Chief Blur Buster here (owner of BlurBusters.com; a popular site on low persistence gaming desktop monitors).
In late 2012, I told Palmer about LightBoost gaming displays, which helped inspire him on his low-persistence journey.
Motion blur math is:
1ms of persistence translates to 1 pixel of motion blurring during 1000 pixels/second motion
(assuming refresh rate synchronized motion: framerate==refreshrate)
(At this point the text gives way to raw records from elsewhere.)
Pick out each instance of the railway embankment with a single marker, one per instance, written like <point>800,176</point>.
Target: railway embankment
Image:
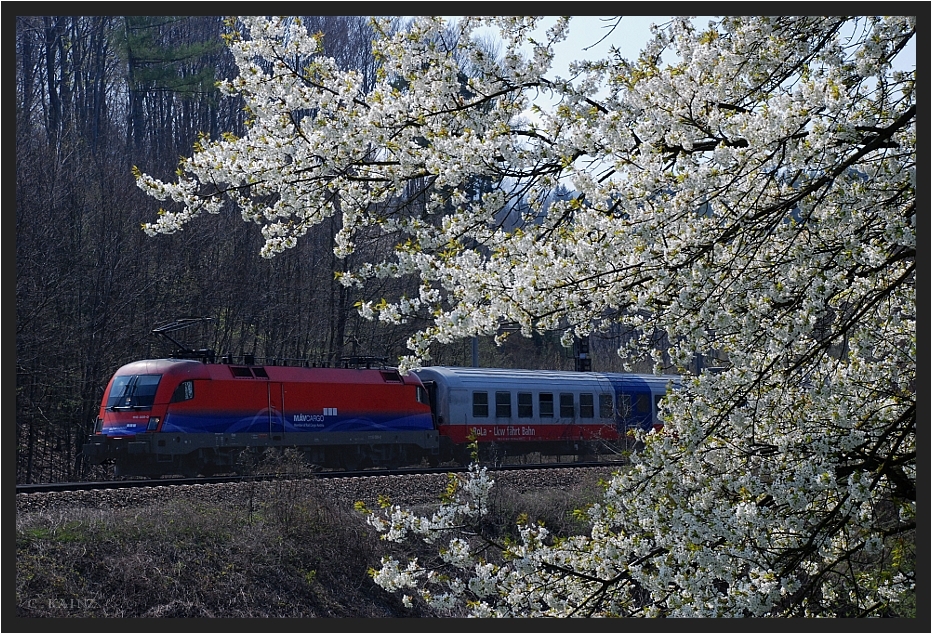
<point>293,548</point>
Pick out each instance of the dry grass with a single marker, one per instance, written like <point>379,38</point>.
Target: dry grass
<point>277,549</point>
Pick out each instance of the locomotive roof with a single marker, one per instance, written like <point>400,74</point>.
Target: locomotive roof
<point>221,371</point>
<point>517,378</point>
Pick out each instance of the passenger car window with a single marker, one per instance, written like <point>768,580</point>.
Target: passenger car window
<point>480,404</point>
<point>525,405</point>
<point>567,406</point>
<point>503,404</point>
<point>605,406</point>
<point>545,403</point>
<point>586,406</point>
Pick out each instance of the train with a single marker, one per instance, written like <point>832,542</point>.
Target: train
<point>197,417</point>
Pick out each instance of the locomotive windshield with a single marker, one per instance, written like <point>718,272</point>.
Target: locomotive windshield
<point>136,391</point>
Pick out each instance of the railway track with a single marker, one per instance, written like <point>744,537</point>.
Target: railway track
<point>410,471</point>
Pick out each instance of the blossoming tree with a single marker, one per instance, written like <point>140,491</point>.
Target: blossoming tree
<point>748,188</point>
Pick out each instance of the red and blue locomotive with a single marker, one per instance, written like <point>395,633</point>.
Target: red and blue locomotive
<point>187,416</point>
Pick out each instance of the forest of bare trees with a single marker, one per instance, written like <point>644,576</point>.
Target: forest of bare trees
<point>96,96</point>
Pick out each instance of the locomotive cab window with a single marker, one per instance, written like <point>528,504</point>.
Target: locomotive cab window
<point>184,392</point>
<point>480,404</point>
<point>133,392</point>
<point>525,405</point>
<point>545,404</point>
<point>503,404</point>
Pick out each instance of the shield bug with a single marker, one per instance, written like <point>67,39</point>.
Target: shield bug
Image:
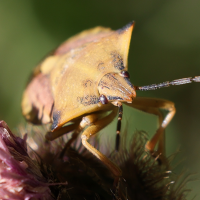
<point>84,78</point>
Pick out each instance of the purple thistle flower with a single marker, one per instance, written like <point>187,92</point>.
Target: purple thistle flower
<point>20,176</point>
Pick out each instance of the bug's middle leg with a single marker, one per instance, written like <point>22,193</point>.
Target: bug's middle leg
<point>153,106</point>
<point>93,129</point>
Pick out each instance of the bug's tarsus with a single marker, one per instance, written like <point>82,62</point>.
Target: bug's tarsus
<point>118,128</point>
<point>168,83</point>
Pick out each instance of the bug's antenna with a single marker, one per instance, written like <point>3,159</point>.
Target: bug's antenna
<point>119,127</point>
<point>168,83</point>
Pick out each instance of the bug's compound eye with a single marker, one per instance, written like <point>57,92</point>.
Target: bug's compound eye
<point>103,99</point>
<point>125,74</point>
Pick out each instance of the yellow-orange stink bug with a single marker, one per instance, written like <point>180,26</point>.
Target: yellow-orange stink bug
<point>75,86</point>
This means 3ms persistence during 2000 pixels/second (one screenwidth per second panning) translates to about 6 pixels of motion blurring. This is much better than full persistence. Full persistence at 60Hz (flickerfree) translates to 16.7ms of persistence, so 2000 pixels/second creates 33 pixels motion blur. The only way to achieve 3ms persistence without light modulation(flicker) is to display (1000/3ms) frames == 333fps@333Hz. A a result, today's technology have to use strobing/black frame periods to lower persistence much like a CRT. Some high end HDTV's already do interpolation (e.g. 240fps@240Hz) as a way to do lower "full persistence" without using strobing/phosphor/blackframes. However, the Motionflow/interpolation and ultrahigh refresh rate techniques is not currently practical for video games due to input lag of interpolation or GPU power.